As University of California Irvine professor Richard Hasen wrote: “In the era of cheap speech, some shifts in 1st Amendment doctrine seem desirable to assist citizens in ascertaining the truth.”
None of this suggests we’re losing our appetite for freedom of speech in a democracy.
We just have to recognize that in a time of endless free speech, speech can be used in new and novel ways, and the front line in the defense of liberal, enlightenment-based values has shifted.
If institutions and organizations involved in the defense of free expression have to re-imagine how they’re going to look at the concept of free speech in a time when everyone has ability to produce and access vast flows of content (even for propaganda and disinformation reasons), governments may need to be thinking this way too in their battle against misinformation and weaponised narratives.
After all, governments step in where the problem is too big or complex for any one individual to address.
A government-related effort to counter the effects of propaganda would not be about restricting speech. Banning people or blocking accounts is how things would have worked in a time when there was scarcity to published speech.
Today, countering misinformation and propaganda is about adding a dimension to speech. Such an effort would produce context on whether or not a particular topic was subject to efforts to manipulate or strategically amplify it. The goal of this added context would be to make genuine reported reality stand out, above the constant din of misinformation, propaganda and confusion.
In a broader sense, with the cost of published speech plummeting to nearly zero, the emphasis shifts from a discussion of banning accounts and topics, to a discussion of what exactly you want to protect in an open democracy.
The issue of fighting weaponised narratives and disinformation then is really not so much about fighting, but about promoting the quality and the reason of speech needed for a functional democracy. It’s about fighting for a sensible democratic discussion.
The paper states: “The low barrier of entry to producing content along with existing confirmation bias makes generating [weaponised] narratives extremely easy. Repetition helps them grow and become accepted.”

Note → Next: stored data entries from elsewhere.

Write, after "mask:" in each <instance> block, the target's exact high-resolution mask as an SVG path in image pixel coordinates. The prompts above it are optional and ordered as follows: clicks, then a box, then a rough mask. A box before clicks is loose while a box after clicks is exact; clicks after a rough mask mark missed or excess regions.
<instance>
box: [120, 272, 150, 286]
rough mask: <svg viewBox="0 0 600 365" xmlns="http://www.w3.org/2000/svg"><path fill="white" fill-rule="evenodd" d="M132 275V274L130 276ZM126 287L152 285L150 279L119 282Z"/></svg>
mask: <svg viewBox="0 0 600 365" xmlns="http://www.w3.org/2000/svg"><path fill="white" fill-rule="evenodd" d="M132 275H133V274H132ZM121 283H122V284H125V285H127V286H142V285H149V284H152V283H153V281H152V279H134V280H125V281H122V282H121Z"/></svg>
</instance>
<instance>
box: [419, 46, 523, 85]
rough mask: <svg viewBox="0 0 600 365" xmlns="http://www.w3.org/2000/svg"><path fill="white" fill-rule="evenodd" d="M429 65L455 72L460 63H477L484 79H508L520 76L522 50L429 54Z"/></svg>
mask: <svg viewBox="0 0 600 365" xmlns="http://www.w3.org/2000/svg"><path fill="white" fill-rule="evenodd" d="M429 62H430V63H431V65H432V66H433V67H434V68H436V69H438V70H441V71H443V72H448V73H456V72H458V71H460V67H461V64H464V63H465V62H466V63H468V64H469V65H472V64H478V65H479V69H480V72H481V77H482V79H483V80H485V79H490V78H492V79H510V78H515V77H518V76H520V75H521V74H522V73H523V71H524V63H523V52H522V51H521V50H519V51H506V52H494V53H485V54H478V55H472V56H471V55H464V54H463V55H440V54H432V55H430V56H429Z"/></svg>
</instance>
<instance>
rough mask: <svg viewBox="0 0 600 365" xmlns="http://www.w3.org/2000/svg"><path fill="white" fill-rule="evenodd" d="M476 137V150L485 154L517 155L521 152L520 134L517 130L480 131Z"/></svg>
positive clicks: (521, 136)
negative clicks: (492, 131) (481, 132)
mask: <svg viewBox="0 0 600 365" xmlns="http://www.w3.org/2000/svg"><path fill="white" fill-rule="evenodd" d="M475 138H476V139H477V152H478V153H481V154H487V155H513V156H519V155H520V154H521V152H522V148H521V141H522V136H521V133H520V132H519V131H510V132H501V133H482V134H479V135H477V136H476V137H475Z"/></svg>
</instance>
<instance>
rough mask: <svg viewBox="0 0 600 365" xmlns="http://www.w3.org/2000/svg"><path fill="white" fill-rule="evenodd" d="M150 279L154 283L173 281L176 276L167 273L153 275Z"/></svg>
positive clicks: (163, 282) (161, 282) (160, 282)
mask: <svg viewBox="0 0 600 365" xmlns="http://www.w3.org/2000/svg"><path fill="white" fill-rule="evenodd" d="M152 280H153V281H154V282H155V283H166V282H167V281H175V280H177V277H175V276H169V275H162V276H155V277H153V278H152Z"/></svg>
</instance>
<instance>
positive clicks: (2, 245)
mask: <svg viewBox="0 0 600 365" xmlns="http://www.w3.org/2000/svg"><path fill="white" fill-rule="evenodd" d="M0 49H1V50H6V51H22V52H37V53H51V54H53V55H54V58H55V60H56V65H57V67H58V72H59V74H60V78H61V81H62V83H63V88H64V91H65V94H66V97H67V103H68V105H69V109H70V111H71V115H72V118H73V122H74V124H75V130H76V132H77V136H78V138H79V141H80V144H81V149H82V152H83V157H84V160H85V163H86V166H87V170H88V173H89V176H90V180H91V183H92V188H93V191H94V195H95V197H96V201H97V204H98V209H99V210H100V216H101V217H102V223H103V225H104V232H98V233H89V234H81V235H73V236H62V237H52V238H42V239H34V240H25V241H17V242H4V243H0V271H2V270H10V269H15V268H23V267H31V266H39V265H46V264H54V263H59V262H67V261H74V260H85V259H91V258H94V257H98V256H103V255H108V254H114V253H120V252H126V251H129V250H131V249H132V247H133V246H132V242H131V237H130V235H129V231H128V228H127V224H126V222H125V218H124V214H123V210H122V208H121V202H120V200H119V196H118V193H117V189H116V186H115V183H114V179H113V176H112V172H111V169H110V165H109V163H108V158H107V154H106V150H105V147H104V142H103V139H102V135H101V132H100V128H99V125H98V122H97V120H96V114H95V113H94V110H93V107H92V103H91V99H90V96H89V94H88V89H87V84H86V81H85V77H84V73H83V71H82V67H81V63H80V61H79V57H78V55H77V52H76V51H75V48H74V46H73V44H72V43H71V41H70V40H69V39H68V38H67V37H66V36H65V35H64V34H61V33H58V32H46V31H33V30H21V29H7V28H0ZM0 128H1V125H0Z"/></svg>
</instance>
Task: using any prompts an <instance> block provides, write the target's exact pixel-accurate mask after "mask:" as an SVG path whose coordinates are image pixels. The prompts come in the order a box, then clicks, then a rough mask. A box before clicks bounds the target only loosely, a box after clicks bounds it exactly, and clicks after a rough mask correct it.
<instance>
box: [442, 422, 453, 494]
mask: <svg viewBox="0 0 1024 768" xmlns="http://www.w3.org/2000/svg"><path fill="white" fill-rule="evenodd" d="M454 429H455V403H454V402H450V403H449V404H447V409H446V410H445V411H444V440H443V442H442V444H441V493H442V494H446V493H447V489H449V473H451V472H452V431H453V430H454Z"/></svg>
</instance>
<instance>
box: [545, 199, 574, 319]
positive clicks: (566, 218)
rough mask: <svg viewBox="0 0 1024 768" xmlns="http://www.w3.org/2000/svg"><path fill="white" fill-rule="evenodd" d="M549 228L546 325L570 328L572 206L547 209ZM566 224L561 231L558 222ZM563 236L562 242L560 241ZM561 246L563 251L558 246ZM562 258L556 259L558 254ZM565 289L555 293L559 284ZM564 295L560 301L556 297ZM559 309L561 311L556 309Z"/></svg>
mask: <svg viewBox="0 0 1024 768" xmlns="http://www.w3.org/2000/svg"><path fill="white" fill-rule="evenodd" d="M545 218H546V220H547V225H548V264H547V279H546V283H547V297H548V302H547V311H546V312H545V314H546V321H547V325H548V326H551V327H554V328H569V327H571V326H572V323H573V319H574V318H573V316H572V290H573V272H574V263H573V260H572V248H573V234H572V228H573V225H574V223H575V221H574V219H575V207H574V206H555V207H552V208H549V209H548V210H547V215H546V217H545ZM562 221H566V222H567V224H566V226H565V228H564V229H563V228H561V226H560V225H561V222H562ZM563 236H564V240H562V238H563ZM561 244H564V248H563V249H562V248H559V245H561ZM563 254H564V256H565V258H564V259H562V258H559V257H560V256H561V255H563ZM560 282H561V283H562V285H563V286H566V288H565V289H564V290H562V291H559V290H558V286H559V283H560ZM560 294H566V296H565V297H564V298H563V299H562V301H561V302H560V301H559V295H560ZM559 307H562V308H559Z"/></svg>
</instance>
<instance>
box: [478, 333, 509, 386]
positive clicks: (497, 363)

Every age has similarities to the past.
For us in 2018, it’s easy to look back to the 20th Century for a guide. The 20th Century witnessed a defence of democracy in the face of military aggression, political warfare, hostile ideology.
However, maybe the reality today is that democracy hasn’t changed and is still vital. But it just can’t thrive or even survive on a diet of mis-perceptions and lies. At least not forever.
For that reason, we need to think again about our approach to defending the truth in the public in this era.
Citizens must think first about what kind of values they are defending: openness, tolerance, the ability to deliberate, the freedom to disagree, healthy skepticism for power.
Citizens may also need to think about the underlying values they are trying to defend, then think about how best for institutions to position themselves to begin to fight for these values in a time and place of information overload and cheap speech.
The goal could be to ensure that a reasonable democracy is capable of functioning despite the information chaos enabled by new technology.
In this approach, it’s not about banning anything, but rather, adding to the discussion in a way that counterbalances the destabalisation caused by misinformation.